Novel by Lois McMaster Bujold

Passage is a fantasy novel by American writer Lois McMaster Bujold, published in 2008. It is the third in the tetralogy The Sharing Knife.

==Plot==
Passage is the immediate sequel to Legacy in The Sharing Knife series. It takes farmer's daughter Fawn and Lakewalker maverick Dag back to her home farm as a first step on their 'honeymoon trip' to the Southern Sea, which is analogous to the Gulf of Mexico in The Sharing Knife series' alternate-world setting. At the farm they add the first of a considerable list of fellow-travelers: Fawn's older brother Whit.

Once on their way again another odd companion is added by accident, quite literally, as Hod the charity-case helper of the teamster taking them to find flatboat passage on the Grace River (the Ohio River) gets his kneecap shattered by Dag's ill-tempered horse. This begins a series of events in each of which Dag's ground-working abilities are stretched past old limits, ground being the series setting's term for what might well be read as chi. Hod happens to owe much of his sloth and sly theft of edibles to a well-grown tapeworm, not suspected by his employer and only noticed in passing by Dag. But by his good curing works Dag has, as he feared, left himself open to an avalanche of farmer folk with ailments. He has, also, unwittingly beguiled Hod—Hod follows him, and wants more of Dag's ministrations. So there are dangers to the farmers he tries to cure, too. Much of the novel follows out his attempts to present what Lakewalkers do, how, and with what limitations, in ways that farmers should understand. This action violates long-standing Lakewalker secrecy about just these matters. Dag, in his effort to reduce a culture gap that has already led to violent misunderstandings, sees no choice but to risk apostasy. After he, with help from two other Lakewalkers, and many of the so-called farmers (in this book, the non-Lakewalkers mostly work with boats, not farms) defeats a renegade Lakewalker, who has been leading a group of murderers and robbers, Dag even demonstrates, for a group of farmers, the ceremony that turns a knife made from a bone from a deceased Lakewalker into a sharing knife. He also discovers how to remove a beguilement.

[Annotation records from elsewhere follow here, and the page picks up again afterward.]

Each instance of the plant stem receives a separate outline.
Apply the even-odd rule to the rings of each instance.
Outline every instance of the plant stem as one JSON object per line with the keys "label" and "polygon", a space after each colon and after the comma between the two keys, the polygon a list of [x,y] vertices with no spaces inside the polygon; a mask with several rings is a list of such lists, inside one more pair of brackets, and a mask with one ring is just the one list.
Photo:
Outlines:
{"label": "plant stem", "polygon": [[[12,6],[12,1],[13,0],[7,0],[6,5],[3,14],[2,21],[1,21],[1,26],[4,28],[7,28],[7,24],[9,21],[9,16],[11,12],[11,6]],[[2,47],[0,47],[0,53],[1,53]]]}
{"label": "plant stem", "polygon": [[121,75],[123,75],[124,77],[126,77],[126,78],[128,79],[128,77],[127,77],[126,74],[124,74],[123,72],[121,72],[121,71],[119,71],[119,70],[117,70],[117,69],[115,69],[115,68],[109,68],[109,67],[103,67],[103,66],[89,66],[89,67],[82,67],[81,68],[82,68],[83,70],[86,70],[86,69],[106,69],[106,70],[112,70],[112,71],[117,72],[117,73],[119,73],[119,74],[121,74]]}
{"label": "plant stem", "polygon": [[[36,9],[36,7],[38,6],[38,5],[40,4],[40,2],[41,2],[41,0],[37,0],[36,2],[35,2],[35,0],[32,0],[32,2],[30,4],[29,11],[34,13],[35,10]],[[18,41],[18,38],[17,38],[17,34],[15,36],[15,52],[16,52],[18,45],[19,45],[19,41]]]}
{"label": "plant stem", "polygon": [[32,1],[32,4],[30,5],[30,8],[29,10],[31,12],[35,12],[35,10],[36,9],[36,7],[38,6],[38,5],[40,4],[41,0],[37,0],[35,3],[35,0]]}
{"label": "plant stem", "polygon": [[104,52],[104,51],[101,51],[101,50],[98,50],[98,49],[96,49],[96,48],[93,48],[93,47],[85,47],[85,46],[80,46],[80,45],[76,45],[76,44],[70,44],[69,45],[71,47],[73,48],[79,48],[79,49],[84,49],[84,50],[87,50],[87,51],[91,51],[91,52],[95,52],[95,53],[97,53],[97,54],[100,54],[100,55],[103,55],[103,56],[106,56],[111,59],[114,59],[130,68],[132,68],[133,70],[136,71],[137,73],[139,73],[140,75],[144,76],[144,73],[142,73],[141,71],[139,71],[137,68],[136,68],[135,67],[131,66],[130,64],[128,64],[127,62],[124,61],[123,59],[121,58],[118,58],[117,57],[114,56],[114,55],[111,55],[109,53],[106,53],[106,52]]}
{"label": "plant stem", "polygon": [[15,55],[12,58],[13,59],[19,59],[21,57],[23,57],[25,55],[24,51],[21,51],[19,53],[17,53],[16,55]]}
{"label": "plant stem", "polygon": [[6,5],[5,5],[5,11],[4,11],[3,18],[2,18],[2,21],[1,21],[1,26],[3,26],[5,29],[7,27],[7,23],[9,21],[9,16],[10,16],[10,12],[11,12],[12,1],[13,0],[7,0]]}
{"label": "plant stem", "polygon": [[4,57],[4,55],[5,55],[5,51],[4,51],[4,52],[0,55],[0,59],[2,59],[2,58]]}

The core of the novel is set on a flatboat, patterned on craft used in the middle 19th century to move goods downstream on America's navigable rivers, and large enough to need a crew of around eight (and with space for cargo, chickens, a goat, and Dag's horse). For the details of this pre-steamboat era Ms. Bujold has drawn from a number of histories and biographies, listed and annotated in an Author's Note page at the very end of the text. Like the rest of the series this is a romance, but one that rides on deeper questions of personal and social relationship, including those of leadership, honesty, caste relations and power. It also presents some clear moral choices, for those who were recruited to join the renegade Lakewalker. It ends with the motley crew, Lakewalkers and farmers, that has made its way to the mouth of the Gray River (the Mississippi River) having a picnic on the sands of the River's delta and considering the whens and hows of their return journey up-river.